Proprietary Spark Materialized Views of EMR TianQiong

Last updated: 2020-12-25 14:23:18

    Materialized views are mainly used to perform precomputation and save the results of time-consuming operations such as table joins or aggregations. When a query task is being executed, the time-consuming operations are skipped so that you get the result quickly. Materialized views use a query rewrite mechanism, which selects the appropriate materialized view to query without the need to modify the original query statement. In addition, query rewrite is transparent to applications.
    Use limits on materialized views:

    • Cannot create materialized views with subqueries.
    • Cannot create materialized views with UNION statements.

    This document provides detailed information about the creation and management of materialized views in Spark SQL, and describes the applicable scope and use limits of the rewrite algorithm via examples.

    Creating a Materialized View

    CREATE MATERIALIZED VIEW [IF NOT EXISTS] [db_name.]materialized_view_name
    [DISABLE REWRITE]
    [COMMENT materialized_view_comment]
    [PARTITIONED ON (col_name, ...)]
    [CLUSTERED ON (col_name, ...) | DISTRIBUTED ON (col_name, ...) SORTED ON (col_name, ...)]
    [
    [ROW FORMAT row_format]
    [STORED AS file_format]
    | STORED BY 'storage.handler.class.name' [WITH SERDEPROPERTIES (...)]
    ]
    [LOCATION hdfs_path]
    [TBLPROPERTIES (property_name=property_value, ...)]
    AS
    <query>;

    Note:

    • Please do not use the DISABLE REWRITE option, otherwise you will not be able to use the materialized view feature. Set $db_name to mv_db, otherwise you will need to change the spark.sql.materializedView.databases parameter to $db_name.
    • Please create an independent mv_db to store materialized views. This can improve the efficiency of matching materialized views and obtaining metadata.

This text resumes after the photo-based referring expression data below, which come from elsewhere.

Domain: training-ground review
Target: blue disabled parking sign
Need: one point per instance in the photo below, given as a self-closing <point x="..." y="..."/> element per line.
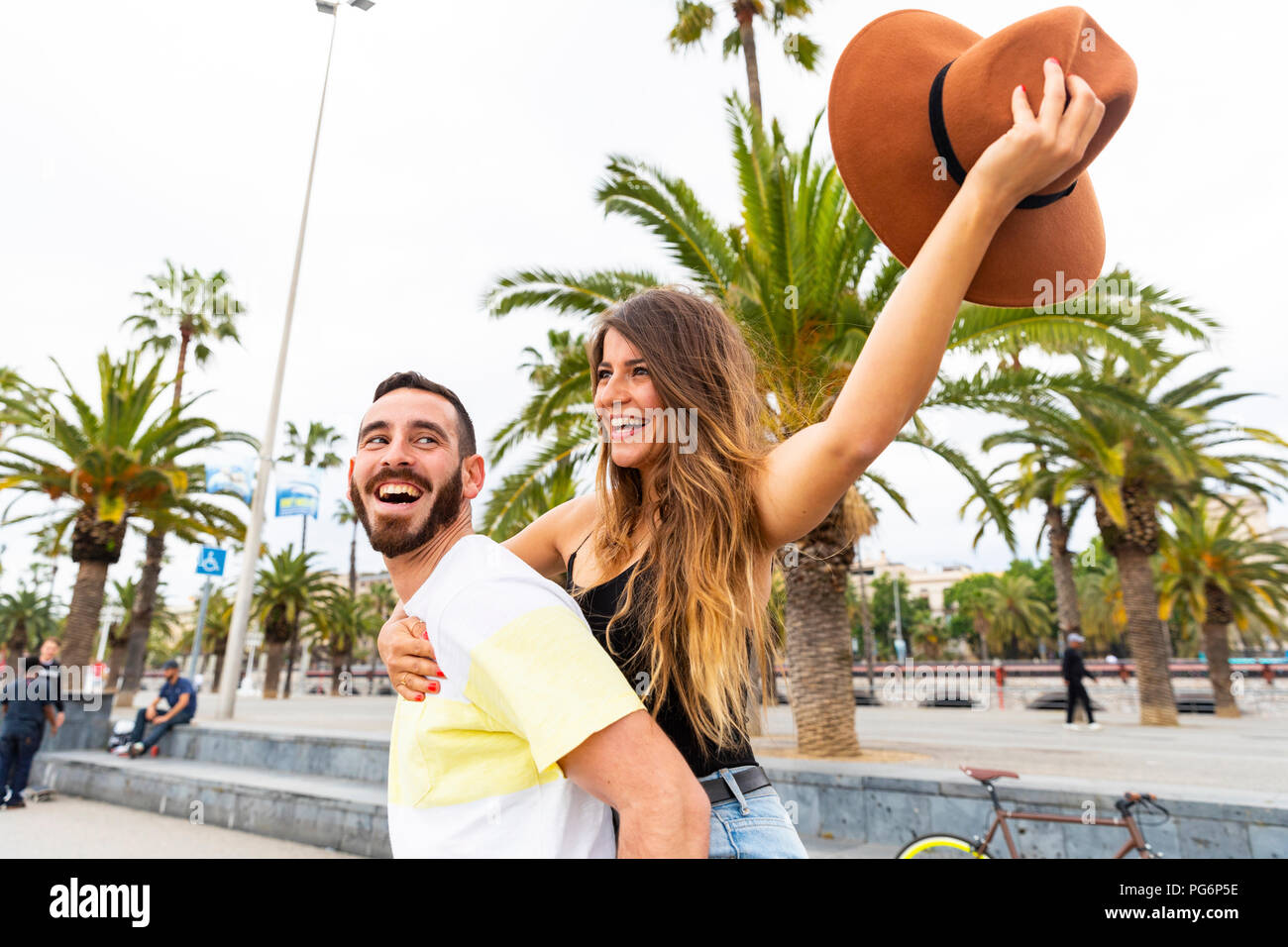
<point x="211" y="561"/>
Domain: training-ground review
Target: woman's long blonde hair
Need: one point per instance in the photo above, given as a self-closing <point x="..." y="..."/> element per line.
<point x="694" y="591"/>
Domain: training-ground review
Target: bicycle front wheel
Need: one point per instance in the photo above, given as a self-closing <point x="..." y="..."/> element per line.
<point x="939" y="847"/>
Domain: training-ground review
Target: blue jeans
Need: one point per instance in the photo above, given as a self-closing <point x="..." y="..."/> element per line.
<point x="16" y="753"/>
<point x="141" y="722"/>
<point x="751" y="825"/>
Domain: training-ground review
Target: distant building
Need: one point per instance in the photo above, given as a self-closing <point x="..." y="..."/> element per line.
<point x="928" y="583"/>
<point x="1256" y="517"/>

    Materialized View Samples

    1. Preparing basic data
      CREATE DATABASE  mv_database location "/mv";
      use mv_database;
      create external table if not exists mv_database.table1 (id int,name string) ;
      create external table if not exists mv_database.table2 (id int, tags string);
      insert into  table1  values (1,'1111'),(2,'2222') ;
      insert into table1 values (123,'123123'),(678,'678678');
      insert into table2 values (1,'iam1'),(2,'iam2'),(123,'iam123'),(678,'iam678');
    2. Creating a materialized view
      $spark-sql --database mv_database --master yarn
      spark-sql> set spark.sql.materializedView.enable=true;
      spark-sql>set spark.sql.materializedView.databases=mv_db;
      spark-sql> create materialized view mv_db.mv_test_join
      as
      select t1.id,t1.name,t2.tags
      from mv_database.table1 t1 join
      mv_database.table2 t2
      where
      t1.id=t2.id;
    3. Testing a materialized view
    spark-sql> explain extended select t1.id,t1.name,t2.tags
             > from mv_database.table1 t1 join
             > mv_database.table2 t2
             > where
             > t1.id=t2.id;
    == Parsed Logical Plan ==
    'Project ['t1.id, 't1.name, 't2.tags]
    +- 'Filter ('t1.id = 't2.id)
       +- 'Join Inner
          :- 'SubqueryAlias t1
          :  +- 'UnresolvedRelation [mv_database, table1]
          +- 'SubqueryAlias t2
             +- 'UnresolvedRelation [mv_database, table2]
    == Analyzed Logical Plan ==
    id: int, name: string, tags: string
    Project [id#26, name#27, tags#29]
    +- Filter (id#26 = id#28)
       +- Join Inner
          :- SubqueryAlias t1
          :  +- SubqueryAlias spark_catalog.mv_database.table1
          :     +- HiveTableRelation `mv_database`.`table1`, org.apache.hadoop.hive.serde2.lazy.LazySimpleSerDe, [id#26, name#27]
          +- SubqueryAlias t2
             +- SubqueryAlias spark_catalog.mv_database.table2
                +- HiveTableRelation `mv_database`.`table2`, org.apache.hadoop.hive.serde2.lazy.LazySimpleSerDe, [id#28, tags#29]
    == Materialized Logical Plan ==
    Project [id#40 AS id#26, name#41 AS name#27, tags#42 AS tags#29]
    +- SubqueryAlias spark_catalog.mv_db.mv_test_join
       +- HiveTableRelation `mv_db`.`mv_test_join`, org.apache.hadoop.hive.serde2.lazy.LazySimpleSerDe, [id#40, name#41, tags#42]
    == Optimized Logical Plan ==
    HiveTableRelation `mv_db`.`mv_test_join`, org.apache.hadoop.hive.serde2.lazy.LazySimpleSerDe, [id#40, name#41, tags#42]
    == Physical Plan ==
    Scan hive mv_db.mv_test_join [id#40, name#41, tags#42], HiveTableRelation `mv_db`.`mv_test_join`, org.apache.hadoop.hive.serde2.lazy.LazySimpleSerDe, [id#40, name#41, tags#42]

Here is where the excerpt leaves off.